Not surprisingly, then, my thinking has started with my relationship with reading, which I’ve blogged (briefly) about before. I am reading more than ever. I have a list of books I want to read which is ever growing, to the point that it is unachievable. I could buy a book every day, add them to my stack and get around to reading them, one day. Part of this is driven by my blog, but there’s something underlying it which I’ve been hiding from and which, to my surprise, has been revealed to me when I’ve thought about all the books which have particularly affected me. Those books were telling me something, and giving myself some time to think has made this clear to me.

Those books have been Tracks, A Book of Silence, A Woman in the Polar Night, Full Tilt. More recently, Nan Shepherd’s The Living Mountain – which I will blog about shortly – all of these books have shook me to my core. What is it about these books? All these women have taken a brave (or crazy) step. They have all done something which seems impossible, whether it is cycling across the world or walking across the Australian desert. All of these women have actively sought isolation and in the course of doing so have discovered who they were. This is something which I know absorbs me, as every idea I have for a novel centres around this theme. All of these women have sought an intensity of experience, they have risked their safety and suffered social approbation for what these have chosen to do. Yet their experiences have shaped them, they have enabled them to have a transcendent experience. What is my obsession with transcendence if not a sign to myself that the way I am living is simply not enough?

I am not unhappy with my life, in fact if I was unhappy it would be easier to make a change. What I see, instead, is that I am living an unchallenged life. My work is challenging, but not risky and it is easy to rise to that kind of challenge and pretend it is enough. It is not enough. I need to challenge myself, I need to confront myself and always remember that a fulfilled life is not necessarily an easy life. I let myself off the hook too often. I love reading, but there comes a point where you realise that the story you want to read isn’t out there, but is already inside you waiting to be released. I am ready, I think, to write my story. Actually it doesn’t matter if I’m ready, I simply must. I need to stop living this middle-of-the-road life. I have walked a path which has been opened up for me, instead of forging my own way and I have let my dreams fall along the wayside, victims of expedience and practicality.
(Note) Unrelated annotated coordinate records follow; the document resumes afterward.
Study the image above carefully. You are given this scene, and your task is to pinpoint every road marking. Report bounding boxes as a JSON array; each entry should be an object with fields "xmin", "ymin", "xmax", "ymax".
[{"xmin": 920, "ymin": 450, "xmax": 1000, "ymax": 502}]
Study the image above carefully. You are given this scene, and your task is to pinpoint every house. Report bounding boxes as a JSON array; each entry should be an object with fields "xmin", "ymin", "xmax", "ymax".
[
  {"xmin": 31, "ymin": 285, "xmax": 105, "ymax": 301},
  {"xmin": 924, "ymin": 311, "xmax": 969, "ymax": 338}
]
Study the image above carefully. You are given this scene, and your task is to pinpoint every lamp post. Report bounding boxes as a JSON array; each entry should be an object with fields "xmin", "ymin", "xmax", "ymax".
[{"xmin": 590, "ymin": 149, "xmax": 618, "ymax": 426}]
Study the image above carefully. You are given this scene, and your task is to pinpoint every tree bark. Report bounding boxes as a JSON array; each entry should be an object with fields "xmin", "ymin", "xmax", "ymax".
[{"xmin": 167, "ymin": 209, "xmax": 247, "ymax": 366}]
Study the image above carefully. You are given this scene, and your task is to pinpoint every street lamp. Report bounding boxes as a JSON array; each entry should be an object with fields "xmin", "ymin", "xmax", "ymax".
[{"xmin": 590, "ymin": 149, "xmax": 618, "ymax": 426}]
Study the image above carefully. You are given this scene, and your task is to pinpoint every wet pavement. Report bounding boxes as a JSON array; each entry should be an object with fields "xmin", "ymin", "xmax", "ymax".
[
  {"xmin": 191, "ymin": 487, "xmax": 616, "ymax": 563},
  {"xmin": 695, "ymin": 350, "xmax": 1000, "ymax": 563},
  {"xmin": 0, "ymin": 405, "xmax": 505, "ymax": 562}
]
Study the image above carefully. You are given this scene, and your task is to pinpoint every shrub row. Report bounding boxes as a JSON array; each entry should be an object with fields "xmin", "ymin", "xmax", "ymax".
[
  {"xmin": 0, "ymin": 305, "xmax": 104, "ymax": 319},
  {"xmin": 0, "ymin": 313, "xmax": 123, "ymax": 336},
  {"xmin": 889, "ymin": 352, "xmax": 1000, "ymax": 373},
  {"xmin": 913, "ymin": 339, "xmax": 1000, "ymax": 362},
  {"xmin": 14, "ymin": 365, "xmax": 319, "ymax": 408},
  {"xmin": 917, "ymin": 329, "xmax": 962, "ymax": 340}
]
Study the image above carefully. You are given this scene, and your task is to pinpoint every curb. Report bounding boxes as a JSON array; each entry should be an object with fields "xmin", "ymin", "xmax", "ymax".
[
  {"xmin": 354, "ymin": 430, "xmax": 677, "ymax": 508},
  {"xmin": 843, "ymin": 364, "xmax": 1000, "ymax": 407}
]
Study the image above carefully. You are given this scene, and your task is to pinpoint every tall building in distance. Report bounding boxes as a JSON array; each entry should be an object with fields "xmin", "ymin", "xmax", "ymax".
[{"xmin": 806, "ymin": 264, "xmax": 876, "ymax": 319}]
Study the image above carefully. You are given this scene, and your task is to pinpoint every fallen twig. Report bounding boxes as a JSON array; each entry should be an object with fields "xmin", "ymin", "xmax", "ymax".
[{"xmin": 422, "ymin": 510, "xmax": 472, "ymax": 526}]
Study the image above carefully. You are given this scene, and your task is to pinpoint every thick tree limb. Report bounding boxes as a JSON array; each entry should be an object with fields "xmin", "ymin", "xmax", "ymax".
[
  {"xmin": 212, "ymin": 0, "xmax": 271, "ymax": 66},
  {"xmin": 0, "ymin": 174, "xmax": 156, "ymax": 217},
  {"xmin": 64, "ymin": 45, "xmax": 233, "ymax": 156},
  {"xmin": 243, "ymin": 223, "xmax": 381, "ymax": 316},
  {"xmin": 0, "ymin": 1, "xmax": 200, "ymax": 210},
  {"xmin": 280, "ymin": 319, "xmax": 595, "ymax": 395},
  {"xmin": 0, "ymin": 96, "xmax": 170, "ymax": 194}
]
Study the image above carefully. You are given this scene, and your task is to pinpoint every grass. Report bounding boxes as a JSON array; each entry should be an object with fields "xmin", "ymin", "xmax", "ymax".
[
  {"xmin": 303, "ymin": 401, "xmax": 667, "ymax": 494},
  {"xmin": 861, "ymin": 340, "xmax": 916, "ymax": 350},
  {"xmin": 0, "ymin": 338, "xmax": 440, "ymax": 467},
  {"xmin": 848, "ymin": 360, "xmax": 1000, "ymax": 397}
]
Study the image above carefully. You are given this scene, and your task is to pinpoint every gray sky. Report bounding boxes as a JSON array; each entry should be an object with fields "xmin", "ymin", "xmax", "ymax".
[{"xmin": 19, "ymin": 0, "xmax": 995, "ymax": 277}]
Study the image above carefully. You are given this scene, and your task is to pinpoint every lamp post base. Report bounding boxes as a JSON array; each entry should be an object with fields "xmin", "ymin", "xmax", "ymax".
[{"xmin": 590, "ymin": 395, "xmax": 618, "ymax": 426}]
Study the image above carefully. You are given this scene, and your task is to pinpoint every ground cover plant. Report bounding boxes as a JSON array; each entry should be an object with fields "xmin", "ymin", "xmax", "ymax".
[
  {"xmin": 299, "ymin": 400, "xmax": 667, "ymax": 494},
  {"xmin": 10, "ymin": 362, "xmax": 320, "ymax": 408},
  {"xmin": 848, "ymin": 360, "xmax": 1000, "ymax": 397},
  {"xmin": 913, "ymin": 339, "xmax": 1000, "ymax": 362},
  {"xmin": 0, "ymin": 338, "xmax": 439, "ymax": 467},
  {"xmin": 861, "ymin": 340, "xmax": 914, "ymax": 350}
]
My dream as a child was to be a writer, but along the way I have created the excuses which have permitted me not to pursue my dream. I have tinkered here and there but never taken it seriously. No one should give up their dreams so easily. I need to read less (crazy as that sounds), blog a little less and stop myself from filling those free hours with anything other than writing activity. I need to stop buying books, because the story I need to read is right here already. It will be a difficult read, and I won’t be able to read it and move on to the next story in a matter of days; but it will be the best story I will ever read and if I don’t nurture it from me now I’m condemning myself to die an old, regretful woman. I’m determining, right here, that this is not going to be the story of my life.